Opaque Accountability
Today, the district allocates money to schools based on a “Multi-Tier System of Supports.” Anyone who doesn’t like how the money is allocated (and I don’t, partly because it disadvantages high schools) can complain to the Board of Education which approves the spending allocations. But who is democratically accountable for this new spending? It’s not the Board of Education. This proposition sets up a new parallel funding source at the Department of Children, Youth, and Their Families. The Department is supposed to consult with the district but it has to follow guidelines set by the Board of Supervisors, and has the ultimate authority on where the money goes. Do we really want supervisors weighing in on individual grants? Are supervisors going to want to ensure that schools in their districts get an equal share of the money?
There are a lot of reporting requirements for the schools and the district to the department but they are structured weirdly. Grants are made to schools for a fiscal year, which runs from July 1 to June 30, and so is nicely aligned with the school year. But:
“the Department shall submit to the Mayor and the Board of Supervisors a report covering the prior calendar year and providing information about the uses of grants awarded under the Fund and data regarding outcomes from the grant funding”
Every report will therefore span part of two fiscal years. That seems like a recipe for obfuscation.
Is This Really The Priority?
If you were in charge of education in San Francisco and were given an extra $60 million a year to spend, would you spend it on community schools or would you spend it on special education or implementing a new reading curriculum or increasing teacher salaries or buying new books or repairing facilities? Maybe you’d like to invest in more than one of these things? Maybe you’d like to experiment with the community school concept and see if it works in a handful of schools before rolling it out. This proposition would tie your hands for the fifteen year length of the student success fund.
Does This Even Increase Education Spending?
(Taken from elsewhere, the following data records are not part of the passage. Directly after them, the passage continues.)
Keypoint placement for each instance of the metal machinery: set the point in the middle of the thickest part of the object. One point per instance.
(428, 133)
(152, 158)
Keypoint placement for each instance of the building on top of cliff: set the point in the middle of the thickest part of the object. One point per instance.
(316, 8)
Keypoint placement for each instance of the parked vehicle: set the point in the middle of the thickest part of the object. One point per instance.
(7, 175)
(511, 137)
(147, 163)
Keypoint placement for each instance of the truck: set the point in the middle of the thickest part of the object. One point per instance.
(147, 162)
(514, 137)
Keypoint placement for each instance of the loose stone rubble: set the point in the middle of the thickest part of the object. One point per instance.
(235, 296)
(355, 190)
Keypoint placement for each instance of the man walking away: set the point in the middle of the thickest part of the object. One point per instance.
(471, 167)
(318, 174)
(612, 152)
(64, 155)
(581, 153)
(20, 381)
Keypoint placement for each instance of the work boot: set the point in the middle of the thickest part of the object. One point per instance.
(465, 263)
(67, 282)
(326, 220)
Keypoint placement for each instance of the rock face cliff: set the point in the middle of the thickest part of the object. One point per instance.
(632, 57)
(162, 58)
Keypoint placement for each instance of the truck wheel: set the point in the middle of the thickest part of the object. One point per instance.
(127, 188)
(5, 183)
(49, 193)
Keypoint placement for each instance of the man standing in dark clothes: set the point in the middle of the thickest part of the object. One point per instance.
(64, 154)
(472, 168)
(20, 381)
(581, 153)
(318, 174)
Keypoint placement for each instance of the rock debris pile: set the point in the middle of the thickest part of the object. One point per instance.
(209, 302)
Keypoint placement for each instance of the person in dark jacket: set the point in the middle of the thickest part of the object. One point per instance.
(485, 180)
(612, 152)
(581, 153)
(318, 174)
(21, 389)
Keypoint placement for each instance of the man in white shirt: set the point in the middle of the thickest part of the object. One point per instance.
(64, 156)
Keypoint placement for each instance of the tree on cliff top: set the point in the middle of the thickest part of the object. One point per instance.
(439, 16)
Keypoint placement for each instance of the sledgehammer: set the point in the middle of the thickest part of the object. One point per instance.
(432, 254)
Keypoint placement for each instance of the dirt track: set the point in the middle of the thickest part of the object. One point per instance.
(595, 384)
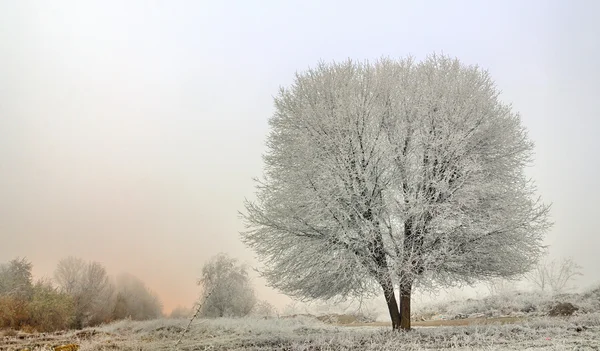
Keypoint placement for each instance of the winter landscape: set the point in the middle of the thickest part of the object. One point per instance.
(299, 176)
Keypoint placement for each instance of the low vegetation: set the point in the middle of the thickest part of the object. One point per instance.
(82, 295)
(304, 333)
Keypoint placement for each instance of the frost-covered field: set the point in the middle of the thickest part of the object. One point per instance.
(302, 333)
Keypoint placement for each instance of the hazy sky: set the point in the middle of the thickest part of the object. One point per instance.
(130, 130)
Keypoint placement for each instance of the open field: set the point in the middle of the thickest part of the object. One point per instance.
(302, 333)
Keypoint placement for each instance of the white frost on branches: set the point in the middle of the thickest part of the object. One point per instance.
(393, 174)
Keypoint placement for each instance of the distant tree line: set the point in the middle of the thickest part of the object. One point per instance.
(81, 295)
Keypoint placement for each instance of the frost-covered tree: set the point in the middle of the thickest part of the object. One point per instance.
(554, 275)
(393, 175)
(16, 279)
(134, 300)
(90, 288)
(228, 292)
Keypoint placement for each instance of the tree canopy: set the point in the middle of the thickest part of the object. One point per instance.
(393, 174)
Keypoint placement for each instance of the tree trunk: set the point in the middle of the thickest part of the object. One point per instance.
(390, 298)
(405, 293)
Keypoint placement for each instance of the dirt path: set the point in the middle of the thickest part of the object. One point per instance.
(444, 323)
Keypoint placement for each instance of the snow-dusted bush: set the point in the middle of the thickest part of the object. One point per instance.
(227, 288)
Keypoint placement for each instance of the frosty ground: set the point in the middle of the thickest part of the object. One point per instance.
(304, 333)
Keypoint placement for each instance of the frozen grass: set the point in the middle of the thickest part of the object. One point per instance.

Proposition G does not send money directly to the school district. Schools apply to the city’s Department of Children, Youth, and Their Families which decides which schools receive how much money. The money cannot be used for “core staffing”. It’s a minor matter but I wonder whether the money will even count as “education spending” given this weird routing.
Conclusion
I voted for the proposition but the more research and thinking I did about it, the less I like it. It’s too late for me to change my vote but it would be better to reject this proposition and come back next year with a cleaner one.
There is a minor typo, though I understood what you meant in context.
"But San Francisco devotes only about 30.3% of its money to property taxes, by the lowest of any county." This should be reworded to "But San Francisco devotes only about 30.3% of its money to education, the lowest of any county."
In general, I vote against set-asides. Budgets should be set by elected officials. That is their job. I hate that we get initiatives to fiddle with the budget spending every year, it leaves less and less flexibility for the BoS and State Legislature to set spending priorities.